C.C. takes the phone. “Of course!’ he speaks into it.
I wonder if the Spanish speaking Siri will translate our laughter into anything other than what it is. Joyful gratitude for Jorge’s enthusiastic driving and clever translation skills.
Downtown, Jorge double parks on the narrow one-way street in front of a store, jumps out of his cab and says via his phone, “Come. I take you in and introduce you.”
We follow him into the shop where without aid of Spanish speaking Siri he greets a lovely dark-haired woman in a volley of Spanish. She smiles. Thanks him and turns to us. “Jorge says you his good friends. I am to treat you well.”
We smile. Thank Jorge, pay him for the ride and he leaves us with many Gracias!
The first question, Ines, the proprietress of Las Maracas, asks us is, “Are you American?”
“No,” we quickly reply. “Canadian.”
She smiles big. “Oh good. Then I tell you right now. The prices you see are all Trump dollars. For you, they are much less.”
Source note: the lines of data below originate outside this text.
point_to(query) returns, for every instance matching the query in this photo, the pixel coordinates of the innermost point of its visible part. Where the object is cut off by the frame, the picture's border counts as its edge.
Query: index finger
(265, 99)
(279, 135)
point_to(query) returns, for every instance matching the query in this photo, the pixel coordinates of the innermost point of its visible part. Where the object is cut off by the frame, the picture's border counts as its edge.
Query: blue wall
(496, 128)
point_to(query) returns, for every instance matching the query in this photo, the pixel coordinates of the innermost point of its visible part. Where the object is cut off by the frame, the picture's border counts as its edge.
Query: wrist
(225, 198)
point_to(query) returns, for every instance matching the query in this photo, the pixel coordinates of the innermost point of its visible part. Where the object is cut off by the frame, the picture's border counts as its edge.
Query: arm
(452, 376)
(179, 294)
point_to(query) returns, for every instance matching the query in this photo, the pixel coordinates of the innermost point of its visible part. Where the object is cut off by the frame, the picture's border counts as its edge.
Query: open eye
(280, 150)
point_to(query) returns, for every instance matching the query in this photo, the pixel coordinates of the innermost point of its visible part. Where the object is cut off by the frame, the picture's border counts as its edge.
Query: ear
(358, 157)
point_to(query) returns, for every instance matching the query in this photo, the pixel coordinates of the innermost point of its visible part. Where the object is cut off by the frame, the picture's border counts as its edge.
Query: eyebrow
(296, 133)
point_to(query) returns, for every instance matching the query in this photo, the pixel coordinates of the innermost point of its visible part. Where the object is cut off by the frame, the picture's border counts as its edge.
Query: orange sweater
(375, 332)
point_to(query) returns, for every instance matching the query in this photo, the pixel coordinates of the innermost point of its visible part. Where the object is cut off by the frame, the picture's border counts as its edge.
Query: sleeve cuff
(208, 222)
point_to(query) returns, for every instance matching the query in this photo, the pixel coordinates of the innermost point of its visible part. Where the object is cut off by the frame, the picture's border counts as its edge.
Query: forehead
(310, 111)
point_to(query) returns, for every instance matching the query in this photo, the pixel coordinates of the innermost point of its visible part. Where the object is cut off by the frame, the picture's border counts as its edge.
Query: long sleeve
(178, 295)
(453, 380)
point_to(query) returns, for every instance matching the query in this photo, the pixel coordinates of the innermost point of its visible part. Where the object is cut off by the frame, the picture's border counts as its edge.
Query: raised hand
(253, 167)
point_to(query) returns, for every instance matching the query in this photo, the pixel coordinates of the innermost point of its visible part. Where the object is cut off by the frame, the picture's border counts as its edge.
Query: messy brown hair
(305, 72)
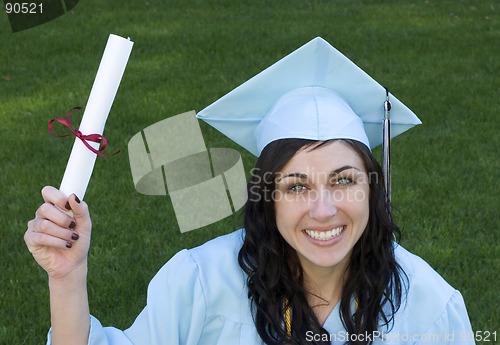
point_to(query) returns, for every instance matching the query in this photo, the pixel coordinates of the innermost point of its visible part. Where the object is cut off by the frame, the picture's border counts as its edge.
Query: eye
(343, 181)
(297, 188)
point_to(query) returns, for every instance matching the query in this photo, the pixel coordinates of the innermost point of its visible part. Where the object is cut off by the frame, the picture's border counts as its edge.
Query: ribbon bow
(85, 138)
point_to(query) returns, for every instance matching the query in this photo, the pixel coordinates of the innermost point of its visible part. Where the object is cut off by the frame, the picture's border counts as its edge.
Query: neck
(324, 284)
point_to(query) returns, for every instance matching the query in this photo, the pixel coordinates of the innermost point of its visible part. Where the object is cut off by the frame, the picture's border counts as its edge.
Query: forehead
(326, 157)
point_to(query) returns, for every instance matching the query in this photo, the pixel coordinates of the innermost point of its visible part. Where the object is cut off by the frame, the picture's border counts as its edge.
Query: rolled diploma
(81, 160)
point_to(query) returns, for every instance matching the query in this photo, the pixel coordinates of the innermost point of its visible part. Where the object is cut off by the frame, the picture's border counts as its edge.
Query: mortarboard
(316, 93)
We laugh but she is serious. “No. I no like him. I make him pay here, at my store. I like Canada. My daughter. She met a man from Calgary. She get married and move there. I love Canadians!”
We laugh again and tell her we are from Calgary. She has never been but has a trip planned for next August. “I not go in winter,” she says, faking a shiver and rubbing her bare arms. “My daughter. She likes the cold. Not me.”
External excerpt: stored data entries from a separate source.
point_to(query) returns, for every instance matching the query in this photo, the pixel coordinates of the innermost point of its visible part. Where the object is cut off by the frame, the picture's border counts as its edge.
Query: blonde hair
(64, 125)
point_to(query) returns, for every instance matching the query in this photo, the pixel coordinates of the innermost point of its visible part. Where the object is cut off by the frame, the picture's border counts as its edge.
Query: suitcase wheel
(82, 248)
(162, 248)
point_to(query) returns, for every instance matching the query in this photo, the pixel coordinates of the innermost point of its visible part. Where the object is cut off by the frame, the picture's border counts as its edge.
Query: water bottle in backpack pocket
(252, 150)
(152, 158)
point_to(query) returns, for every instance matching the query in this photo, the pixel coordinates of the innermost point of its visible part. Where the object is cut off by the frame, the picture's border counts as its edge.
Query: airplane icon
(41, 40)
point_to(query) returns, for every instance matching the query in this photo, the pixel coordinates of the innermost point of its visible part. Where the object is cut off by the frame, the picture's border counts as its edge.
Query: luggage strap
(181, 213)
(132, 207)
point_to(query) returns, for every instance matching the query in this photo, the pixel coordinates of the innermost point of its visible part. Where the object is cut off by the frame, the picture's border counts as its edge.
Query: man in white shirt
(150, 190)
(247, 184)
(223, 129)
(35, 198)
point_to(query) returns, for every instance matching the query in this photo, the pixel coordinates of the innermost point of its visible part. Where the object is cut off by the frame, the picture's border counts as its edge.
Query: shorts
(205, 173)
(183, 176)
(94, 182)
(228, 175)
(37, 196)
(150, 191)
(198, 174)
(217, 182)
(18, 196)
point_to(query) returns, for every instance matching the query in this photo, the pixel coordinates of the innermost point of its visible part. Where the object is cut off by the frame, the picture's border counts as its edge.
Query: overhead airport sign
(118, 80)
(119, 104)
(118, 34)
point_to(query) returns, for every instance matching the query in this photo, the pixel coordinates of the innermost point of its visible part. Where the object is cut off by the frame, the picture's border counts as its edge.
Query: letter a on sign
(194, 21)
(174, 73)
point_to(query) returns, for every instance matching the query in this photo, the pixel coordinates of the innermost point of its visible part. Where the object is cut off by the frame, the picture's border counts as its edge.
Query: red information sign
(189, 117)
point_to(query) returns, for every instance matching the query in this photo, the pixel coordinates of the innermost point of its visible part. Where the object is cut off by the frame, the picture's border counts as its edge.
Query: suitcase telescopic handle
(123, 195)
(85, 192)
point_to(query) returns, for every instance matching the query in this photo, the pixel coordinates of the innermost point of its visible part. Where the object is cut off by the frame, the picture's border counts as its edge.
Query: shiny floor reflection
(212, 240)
Ines is true to her words. We spend a half hour in her shop. Chatting and eyeing her wares. Her husband is the silversmith and jewelry maker. His work is beautiful.
C.C. tells her he is buying me a birthday gift. “It is your birthday?” she asks.
“Yesterday,” I reply.
“Then I make you a gift,” she says. “You pick anything you want, I give it to you at cost. Our gift to you.”
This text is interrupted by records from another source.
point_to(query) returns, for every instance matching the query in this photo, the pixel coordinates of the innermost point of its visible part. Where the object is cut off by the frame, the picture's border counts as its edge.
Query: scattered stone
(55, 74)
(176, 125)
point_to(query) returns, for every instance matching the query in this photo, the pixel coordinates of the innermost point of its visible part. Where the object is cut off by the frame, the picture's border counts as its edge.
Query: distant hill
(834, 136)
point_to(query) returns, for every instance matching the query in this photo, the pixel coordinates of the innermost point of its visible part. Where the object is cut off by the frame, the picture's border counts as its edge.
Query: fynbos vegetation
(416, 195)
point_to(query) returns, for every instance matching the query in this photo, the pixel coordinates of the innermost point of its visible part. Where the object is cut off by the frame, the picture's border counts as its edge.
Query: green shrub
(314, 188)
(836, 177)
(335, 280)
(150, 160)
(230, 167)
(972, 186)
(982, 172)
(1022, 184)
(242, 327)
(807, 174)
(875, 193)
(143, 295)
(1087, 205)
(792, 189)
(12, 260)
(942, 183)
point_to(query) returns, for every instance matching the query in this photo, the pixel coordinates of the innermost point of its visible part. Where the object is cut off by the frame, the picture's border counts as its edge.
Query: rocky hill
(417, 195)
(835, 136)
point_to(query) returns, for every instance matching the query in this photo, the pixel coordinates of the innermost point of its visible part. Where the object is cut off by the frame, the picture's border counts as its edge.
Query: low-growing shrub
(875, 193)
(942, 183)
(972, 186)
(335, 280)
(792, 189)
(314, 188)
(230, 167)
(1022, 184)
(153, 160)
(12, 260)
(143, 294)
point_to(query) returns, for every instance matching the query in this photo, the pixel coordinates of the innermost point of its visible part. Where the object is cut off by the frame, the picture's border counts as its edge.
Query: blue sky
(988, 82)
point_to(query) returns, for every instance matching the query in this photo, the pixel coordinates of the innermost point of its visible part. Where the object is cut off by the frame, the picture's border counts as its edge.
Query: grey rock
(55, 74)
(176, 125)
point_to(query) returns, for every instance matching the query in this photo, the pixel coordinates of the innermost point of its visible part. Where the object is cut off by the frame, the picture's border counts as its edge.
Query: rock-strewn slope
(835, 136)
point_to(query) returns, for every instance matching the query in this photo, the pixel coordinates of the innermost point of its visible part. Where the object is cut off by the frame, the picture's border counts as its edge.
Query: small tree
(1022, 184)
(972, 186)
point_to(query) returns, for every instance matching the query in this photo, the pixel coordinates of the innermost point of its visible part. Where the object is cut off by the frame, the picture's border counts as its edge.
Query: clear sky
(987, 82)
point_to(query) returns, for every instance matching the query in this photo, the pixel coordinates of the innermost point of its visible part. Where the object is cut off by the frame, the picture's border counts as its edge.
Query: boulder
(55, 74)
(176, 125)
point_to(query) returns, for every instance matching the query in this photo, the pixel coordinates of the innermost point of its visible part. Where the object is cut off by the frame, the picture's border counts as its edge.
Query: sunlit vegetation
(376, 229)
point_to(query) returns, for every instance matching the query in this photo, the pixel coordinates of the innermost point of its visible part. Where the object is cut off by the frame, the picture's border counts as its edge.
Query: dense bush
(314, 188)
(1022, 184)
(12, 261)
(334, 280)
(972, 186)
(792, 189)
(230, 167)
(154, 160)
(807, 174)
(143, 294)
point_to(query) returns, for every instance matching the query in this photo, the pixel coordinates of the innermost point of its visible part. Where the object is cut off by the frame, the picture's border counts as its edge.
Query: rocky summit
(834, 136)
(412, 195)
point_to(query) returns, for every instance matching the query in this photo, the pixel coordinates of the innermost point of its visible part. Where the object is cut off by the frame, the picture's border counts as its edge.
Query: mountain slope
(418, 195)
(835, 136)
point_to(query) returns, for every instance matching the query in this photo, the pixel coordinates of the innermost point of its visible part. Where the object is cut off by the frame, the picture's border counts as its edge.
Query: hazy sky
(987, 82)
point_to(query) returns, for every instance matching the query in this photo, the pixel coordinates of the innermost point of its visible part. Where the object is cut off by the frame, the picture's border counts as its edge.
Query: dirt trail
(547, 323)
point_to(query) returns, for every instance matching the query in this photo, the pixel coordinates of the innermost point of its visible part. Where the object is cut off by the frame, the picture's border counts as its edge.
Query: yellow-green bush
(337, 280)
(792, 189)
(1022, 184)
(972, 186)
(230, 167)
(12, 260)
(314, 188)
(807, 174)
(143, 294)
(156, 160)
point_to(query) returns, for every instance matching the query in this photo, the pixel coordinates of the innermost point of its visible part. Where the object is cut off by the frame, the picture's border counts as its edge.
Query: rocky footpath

In the end, we bought two bracelets, a necklace and she gifted me a pair of earrings to match my bracelet.
“But that is not cost,” I say.
“It is a gift,” she replies firmly.
The heart of Mexico is in its people.
From Jorge to Ines, to the man who lead us down street after street to visit ‘his shops’ (the Mescal store where free samples were doled out liberally. We had to buy the Passion Fruit Mescal after tasting the concoction the salesman created), to the waiters on the beach at Santa Cruz where we visited for lunch, warm greetings, smiles and laughter, a willingness to engage and talk is at the heart of what makes this country so beautiful.
We spent a delightful day exploring and eating. And after a late lunch under a palapa on the beach at Santa Cruz, we returned to Villas FaSol for a swim and a well-earned siesta before heading out to a delight dinner under the stars at Mision FaSol.
The day is done. The sun has set. our hearts are full after another beautiful day in paradise.